Union Health Minister Harsh Vardhan on Monday rejected Indian Medical Association’s demand to remove government hospitals from the purview of the central government’s Ayushman Bharat health insurance programme, PTI reported. The minister said the statement of the doctors’ body lacked “any basis or vision”.

On Sunday, the medical association had called on the government to remove state-run hospitals from the scheme, pointing out that their services are already free. If the government wants to fund public health establishments, it should do it directly, the doctors’ body added. The statement came a day ahead of a two-day event to commemorate the anniversary of the Ayushman Bharat Pradhan Mantri Jan Aarogya Yojana, or PMJAY, scheme that covers hospitalisation for up to Rs 5 lakh per year for about 50 crore people.

Vardhan said many of the scheme’s beneficiaries live in far-flung villages and Adivasi areas where there are no private hospitals. “They need to have access to quality healthcare whether provided by the government or the private sector,” the minister added. “It is the government hospitals which provide healthcare services in the remotest areas of the country which have no private hospitals. Even the new medical colleges will be set up in the aspirational districts.”

Vardhan said the Indian Medical Association’s idea “is absolutely absurd and needs to be rejected”.

On Sunday, the association’s National President Shantanu Sen had asked the government why the scheme should be funded “through insurance companies by paying 15% to them?”.
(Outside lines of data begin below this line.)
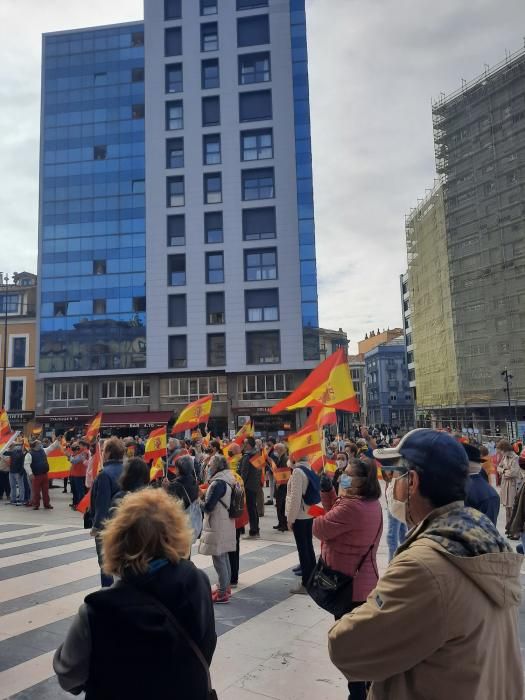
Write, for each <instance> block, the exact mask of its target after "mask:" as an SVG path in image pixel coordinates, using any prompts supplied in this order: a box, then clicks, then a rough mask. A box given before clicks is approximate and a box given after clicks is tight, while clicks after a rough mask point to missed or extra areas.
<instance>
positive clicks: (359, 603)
mask: <svg viewBox="0 0 525 700" xmlns="http://www.w3.org/2000/svg"><path fill="white" fill-rule="evenodd" d="M363 602H364V601H362V602H360V603H352V607H351V608H350V610H349V611H348V612H351V611H352V610H354V609H355V608H358V607H359V606H360V605H363ZM335 619H336V620H339V619H340V618H339V617H336V618H335ZM348 692H349V695H348V700H366V696H367V695H368V683H365V681H348Z"/></svg>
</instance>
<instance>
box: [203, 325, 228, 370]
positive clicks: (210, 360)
mask: <svg viewBox="0 0 525 700" xmlns="http://www.w3.org/2000/svg"><path fill="white" fill-rule="evenodd" d="M206 341H207V350H208V367H222V366H223V365H225V364H226V335H225V334H224V333H210V334H208V337H207V338H206Z"/></svg>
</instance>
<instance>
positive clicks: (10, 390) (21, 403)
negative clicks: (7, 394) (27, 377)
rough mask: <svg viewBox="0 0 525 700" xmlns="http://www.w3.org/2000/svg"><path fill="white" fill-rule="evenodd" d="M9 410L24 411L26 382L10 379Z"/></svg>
mask: <svg viewBox="0 0 525 700" xmlns="http://www.w3.org/2000/svg"><path fill="white" fill-rule="evenodd" d="M7 381H8V383H9V392H8V401H9V403H8V408H9V410H11V411H22V410H23V408H24V380H23V379H8V380H7Z"/></svg>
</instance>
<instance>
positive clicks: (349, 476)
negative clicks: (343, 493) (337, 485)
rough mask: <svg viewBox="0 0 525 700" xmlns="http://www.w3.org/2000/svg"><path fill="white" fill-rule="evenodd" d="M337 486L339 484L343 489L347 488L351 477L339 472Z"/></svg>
mask: <svg viewBox="0 0 525 700" xmlns="http://www.w3.org/2000/svg"><path fill="white" fill-rule="evenodd" d="M339 486H341V487H342V488H343V489H349V488H350V487H351V486H352V477H351V476H349V475H348V474H341V478H340V479H339Z"/></svg>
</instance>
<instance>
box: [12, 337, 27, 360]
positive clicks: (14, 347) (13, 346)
mask: <svg viewBox="0 0 525 700" xmlns="http://www.w3.org/2000/svg"><path fill="white" fill-rule="evenodd" d="M26 347H27V338H26V337H25V336H15V337H11V364H10V366H11V367H25V366H26Z"/></svg>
Sen said keeping public hospitals in the scheme was not benefitting people. The association alleged that the insurance model of providing healthcare facilities was a failure, and voiced concerns about the existing structure and mode of implementation of Ayushman Bharat.

Last year, more than 46 lakh people were provided cashless treatments under the scheme, with more than half of the figure coming from private hospitals. These hospitals get reimbursed at specific rates set by the National Health Authority – the government agency that runs the scheme. The insurance scheme covers nearly 1,550 treatment packages and includes diagnostic costs up to three days prior to hospitalisation and medicines up to 15 days after being hospitalised.